The 2014 Fifa World Cup begins on Thursday as hosts Brazil open the tournament against Croatia.
The month-long tournament sees 32 nations compete for a place in the final in Rio on Sunday, 13 July.
The opening match will be preceded by a ceremony in Sao Paulo that pays tribute to nature, people and football.
“Let me tell you the time has arrived. We are going together. This is our World Cup,” said Brazil coach Luis Felipe Scolari on Wednesday.
Brazil kicks off the World Cup on Thursday hoping to unite the football-mad country after a chaotic seven-year build-up plagued by violent protests.
The 32-team extravaganza gets under way in the teeming mega-city of Sao Paulo, where the host nation’s beloved ‘Selecao’ faces Croatia at about 5:00pm (1500 GMT) before 61,600 supporters and a worldwide television audience of several hundred million.
Thursday’s Group A match signals the start of a month-long football fiesta taking place against backdrops which showcase Brazil’s breathtaking diversity, from the picture postcard beauty of Rio de Janeiro to fading colonial grandeur of Manaus, deep in the Amazon.
After years of apathy and simmering resentment at the tournament’s record $11-billion price tag, Brazilians were grudgingly embracing World Cup fever in the final hours before the big kick-off.
Brazil coach Luiz Felipe Scolari urged compatriots to unite behind his players as they launched their bid for glory.
“To all Brazilians I want to tell you the time has arrived. This is our World Cup,” Scolari said in an eve-of-tournament rallying cry.
The popular Scolari, who masterminded Brazil’s last World Cup win in 2002, said his team were seven matches from immortality.
“The first step is Croatia,” he said. “After that we have six steps that we want to go up if we want to win the World Cup.”
As the last of the 32 teams who will contest the greatest prize in football arrived in Brazil, mounting evidence of World Cup fever was visible.

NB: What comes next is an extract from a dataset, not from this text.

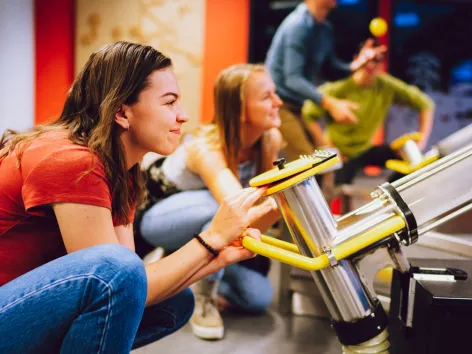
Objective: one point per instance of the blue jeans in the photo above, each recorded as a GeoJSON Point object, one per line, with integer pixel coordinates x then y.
{"type": "Point", "coordinates": [89, 301]}
{"type": "Point", "coordinates": [172, 222]}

Rio’s iconic Christ the Redeemer statue has been illuminated in the colors of all nations taking part while Brazilian flags fluttered from cars, bars and apartments as excitement built.
In Rio de Janeiro, some of the 600,000 foreign fans travelling to Brazil thronged the famous Copacabana beach, staging impromptu football matches.
Hollywood star Leonardo DiCaprio was among the overseas multitude jetting into the country, taking in the tournament from the luxury of a mega-yacht offshore.
Twelve government leaders or heads of state will be among the VIPS at Thursday’s opening ceremony.
But even though more Brazilians are sporting the yellow jersey of star forward Neymar, discontent continues to bubble.
For the World Cup, a vast security blanket is being deployed, with 150,000 soldiers and police on duty along with 20,000 private security officers.
Brazil’s leader Dilma Rousseff warned that her government will not tolerate a repeat of last year’s protests.